2015年10月30日 07:21  リアルサウンド

リアルサウンド

『馬子先輩の言う通り』公式サイト

 毎週金曜日にフジテレビで放送されている『馬子先輩の言う通り』で、大野いとがついに連ドラ初主演を果たしたというので観てみると、なんと放送枠が15分しかない。しかも、CMを挟むので実質尺が11分弱しかないので、はたして連ドラと呼んでいいものかと悩ましい。


参考:有村架純に続くブレイクなるか? 『忘れ雪』出演の"あまちゃん女優"大野いとの可能性


 競馬好きで馬にしか興味のない美人OL馬子と、彼女に恋をする若手社員の岡部豊(この名前のチョイスに、どうしても笑えてしまう。ちなみに他の登場人物の役名には、有名馬主が使う冠名が用いられているので、競馬ファンは間違いなくニヤリとしてしまうであろう)。この二人の恋模様が描かれるこのドラマは、放送された週末に行われるJRAのメインレースの結果によって翌週の放送内容が変わるという、なんとも突拍子もない試みに挑んでいるのである。


 そのような試みがあるがため、必然的に幾つかのパターンを用意して撮影しなければならないともなれば、1話の短さも納得である。そういえば、昨年夏にフジテレビ深夜枠で放送された『おわらないものがたり』でも、各回終了時に、その後の展開に関わる選択肢から視聴者がデータ放送やインターネットを介して投票し、次週放送される回にその結果が反映されるという視聴者参加型ドラマを作り上げていた。


 元々フィクションの世界は、視聴者は制作者から提示された情報を単純に受け止めるほかなかっただけに、このような視聴者参加型の取り組みは視聴者自身にとって、ドラマの世界に影響をもたらすという優越感を得ることができるので今後増加していきそうな予感がする。ところが今回は物語をどちらに転ばせるか選ぶことができるのは、視聴者ではなく競走馬であるというのだ。フィクションの世界に現実が介入するという、これまであまりなかった面白みがドラマに加えられたのである。ただ困ったことは、放送の2日後の夕方にレース結果が判明するので視聴者は翌週の大筋を知ってしまい、連続ドラマに欠かせない「次週はどういう展開が待っているのだろう」というドキドキ感が持続しないのではないだろうか。それはかなりリスキーなようにも思える。

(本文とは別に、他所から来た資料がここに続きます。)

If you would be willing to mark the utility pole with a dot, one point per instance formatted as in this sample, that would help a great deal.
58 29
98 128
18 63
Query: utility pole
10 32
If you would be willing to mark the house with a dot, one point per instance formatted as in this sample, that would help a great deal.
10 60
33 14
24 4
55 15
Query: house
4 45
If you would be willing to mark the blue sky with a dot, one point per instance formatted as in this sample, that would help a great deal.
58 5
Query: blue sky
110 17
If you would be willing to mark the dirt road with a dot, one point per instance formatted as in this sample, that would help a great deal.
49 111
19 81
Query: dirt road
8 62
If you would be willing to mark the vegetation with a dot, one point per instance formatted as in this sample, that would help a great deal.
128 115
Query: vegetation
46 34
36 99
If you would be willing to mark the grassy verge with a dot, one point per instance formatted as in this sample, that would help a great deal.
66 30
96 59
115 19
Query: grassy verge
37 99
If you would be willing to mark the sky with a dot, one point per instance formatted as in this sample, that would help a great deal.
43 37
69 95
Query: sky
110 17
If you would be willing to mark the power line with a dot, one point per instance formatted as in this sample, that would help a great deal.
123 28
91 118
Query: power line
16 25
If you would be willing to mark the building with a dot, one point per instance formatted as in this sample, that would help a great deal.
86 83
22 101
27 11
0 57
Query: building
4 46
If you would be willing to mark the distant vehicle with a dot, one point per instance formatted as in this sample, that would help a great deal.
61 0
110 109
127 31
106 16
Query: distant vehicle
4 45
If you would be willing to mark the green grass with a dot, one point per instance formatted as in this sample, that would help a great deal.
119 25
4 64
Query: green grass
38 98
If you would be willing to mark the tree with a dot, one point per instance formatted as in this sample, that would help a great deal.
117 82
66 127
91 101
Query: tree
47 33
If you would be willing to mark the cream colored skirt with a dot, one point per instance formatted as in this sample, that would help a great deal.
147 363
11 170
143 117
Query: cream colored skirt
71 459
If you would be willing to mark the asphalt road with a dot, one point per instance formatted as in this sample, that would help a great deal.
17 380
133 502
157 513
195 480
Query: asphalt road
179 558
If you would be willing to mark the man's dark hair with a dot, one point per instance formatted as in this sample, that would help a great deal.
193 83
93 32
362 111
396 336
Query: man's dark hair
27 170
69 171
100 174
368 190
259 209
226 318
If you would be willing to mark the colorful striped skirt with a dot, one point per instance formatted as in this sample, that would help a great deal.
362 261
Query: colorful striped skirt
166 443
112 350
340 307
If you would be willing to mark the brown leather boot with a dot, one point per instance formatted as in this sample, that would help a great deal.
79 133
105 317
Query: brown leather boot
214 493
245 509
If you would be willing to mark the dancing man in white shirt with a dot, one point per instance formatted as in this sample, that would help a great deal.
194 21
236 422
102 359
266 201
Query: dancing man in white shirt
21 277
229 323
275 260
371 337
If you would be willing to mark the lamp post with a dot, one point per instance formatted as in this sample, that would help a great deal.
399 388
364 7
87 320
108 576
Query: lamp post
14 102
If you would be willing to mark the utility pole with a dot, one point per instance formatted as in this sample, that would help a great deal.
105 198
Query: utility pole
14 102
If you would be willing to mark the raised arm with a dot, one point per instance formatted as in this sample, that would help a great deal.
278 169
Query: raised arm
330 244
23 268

 先週放送された第3話では、岡部豊が馬子に菊花賞の予想を提示し、「この馬が勝ったら僕と付き合ってください」と告白をしたのだが、その本命馬であったスティーグリッツが惨敗を喫してしまったので、第4話では振り出しに戻るのであろう。一番危惧されるのは、このまま岡部豊の予想が一度も的中せずに、物語が何も進まずに終わることである。とはいえ、年末の有馬記念までほぼ毎週のように大レースが続く中で、第8話でのジャパンカップ、第11話での朝日杯FSと、限られたレースでのみこのような試みを実施するとのことなので、途中途中である程度の調整をしていくのであろう。


 肝心のドラマ自体を競馬ファンの視点から観てみると、初心者向けの知識紹介をしながらも、少しコアな競馬ジョークも登場させ、さらに第1話と第2話でフィーチャーした夏の小倉記念のアズマシャトルといい、今回の鍵になったスティーグリッツといい、人気の中心にいる馬を選ばずに、なかなかのギャンブルをしてくるあたり興味深く思える。他の競馬番組で取り上げられるようなビギナー臭を感じさせないだけに、競馬に少しでも関心がある人間ならば誰でも観賞に耐えうる作品となっている。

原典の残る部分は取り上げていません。